CLAUDIA GARY lives near Washington DC and teaches workshops on Villanelle, Sonnet, Natural Meter, Persona Poems, Poetry vs. Trauma, etc., at The Writer’s Center (writer.org), currently via Zoom. Author of Humor Me (2006) and several chapbooks, most recently Genetic Revisionism (2019), she is also a health science writer, visual artist, and composer of tonal chamber music and art songs. Her chapbooks are available via the email address at pw.org/content/claudia_gary.
Her article “Song as Conversation,” on setting poems to music, is online at
Poet Under Fig Tree
Some days he cannot choose
between the living and the dead.
The latter want too much of him,
the former want too little.
Talent’s a sticky riddle
whose seeds are strewn at nature’s whim,
whose fruit he heats and stirs to spread
before a mortal muse.
What Would Zeus Do?
Most likely something with a thunderbolt:
Mistaking lightning for imagination,
he’d make the sky his canvas. Or he’d molt
into a swan, a bison, a dalmatian.
And you? Since I’m not Hera, you’ll keep looking
past me for glimmerings of her and Greece.

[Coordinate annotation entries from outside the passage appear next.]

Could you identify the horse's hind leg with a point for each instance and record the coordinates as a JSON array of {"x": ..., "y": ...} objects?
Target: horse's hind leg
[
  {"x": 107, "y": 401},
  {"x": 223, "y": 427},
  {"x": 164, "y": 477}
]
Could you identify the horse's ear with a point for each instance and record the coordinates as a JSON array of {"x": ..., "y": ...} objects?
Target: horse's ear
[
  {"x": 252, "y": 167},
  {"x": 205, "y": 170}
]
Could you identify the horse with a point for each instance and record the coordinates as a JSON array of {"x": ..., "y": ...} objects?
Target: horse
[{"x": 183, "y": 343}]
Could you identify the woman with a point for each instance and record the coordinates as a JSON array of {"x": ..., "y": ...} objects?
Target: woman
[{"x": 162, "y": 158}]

Your mouth will always water for her cooking.
It won’t appear, and we will have no peace.
As this land offers less and less to praise,
our beauty may be lost on one another.
Between the sleepless nights, how can the days
bring any comfort? Here’s where Zeus’ brother
below ground and the one who rules the ocean
need to unroil, unrumble our commotion.
In the Void
For one who loved Math and Latin
a spiritual Goth moment
became a teenage alias:
To be nothing, the extreme
nullity, meant being
on the inside of everything,
the ultimate persona.
Was it a pose? Did she
actually know something
for one split-second—or nothing?
If it was only absence
what did she know in her absence?
This was where things could get
interesting, if only
for a nothing moment.
Cape May, by Andrew Wyeth
As skies threatened rain I steered back the boat
to watch dappled clouds from this beach in half light,
frame planted, eyes fixed to the shifting horizon,
away from my flock for longer than planned.
You tell me my headdress appears to take flight?

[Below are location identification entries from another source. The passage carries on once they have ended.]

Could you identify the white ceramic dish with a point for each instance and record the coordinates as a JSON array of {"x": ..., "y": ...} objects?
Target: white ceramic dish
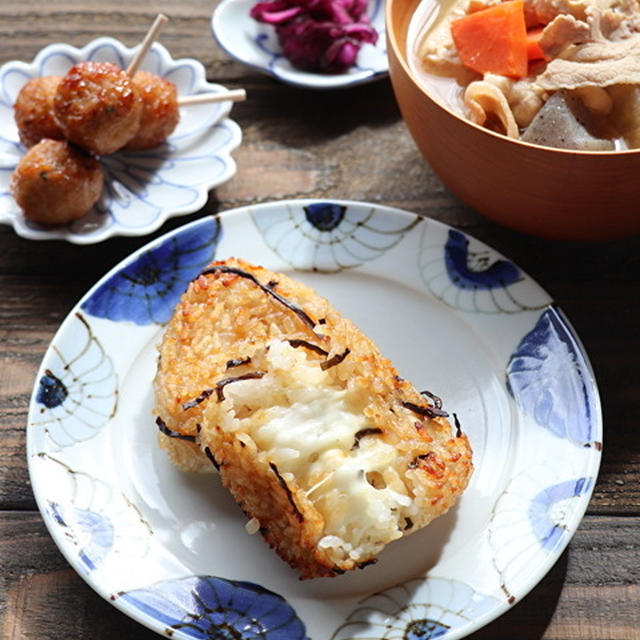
[
  {"x": 142, "y": 188},
  {"x": 256, "y": 45},
  {"x": 170, "y": 549}
]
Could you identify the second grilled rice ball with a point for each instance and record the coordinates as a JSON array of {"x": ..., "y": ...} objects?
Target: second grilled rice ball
[{"x": 330, "y": 454}]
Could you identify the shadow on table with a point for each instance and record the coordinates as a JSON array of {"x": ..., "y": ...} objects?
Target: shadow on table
[{"x": 529, "y": 619}]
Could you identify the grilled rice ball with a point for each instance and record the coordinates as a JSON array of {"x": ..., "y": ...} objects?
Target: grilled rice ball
[
  {"x": 97, "y": 106},
  {"x": 33, "y": 111},
  {"x": 329, "y": 452},
  {"x": 55, "y": 183},
  {"x": 160, "y": 111}
]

Either this, or the being within, is disguise.
I don’t have the presence to open my hands.
The joy of the wind is caught in my throat.
On Having Misspoken
Time set aside for poems I reassign
for wordlessness: to sort collected seashells,
see which of them already have their own
airgaps with room for silk cord, colored beads
on curved and rippled surfaces that cradle
all light, reflect it softly, hold it always
at the best angle, unlike mistimed words.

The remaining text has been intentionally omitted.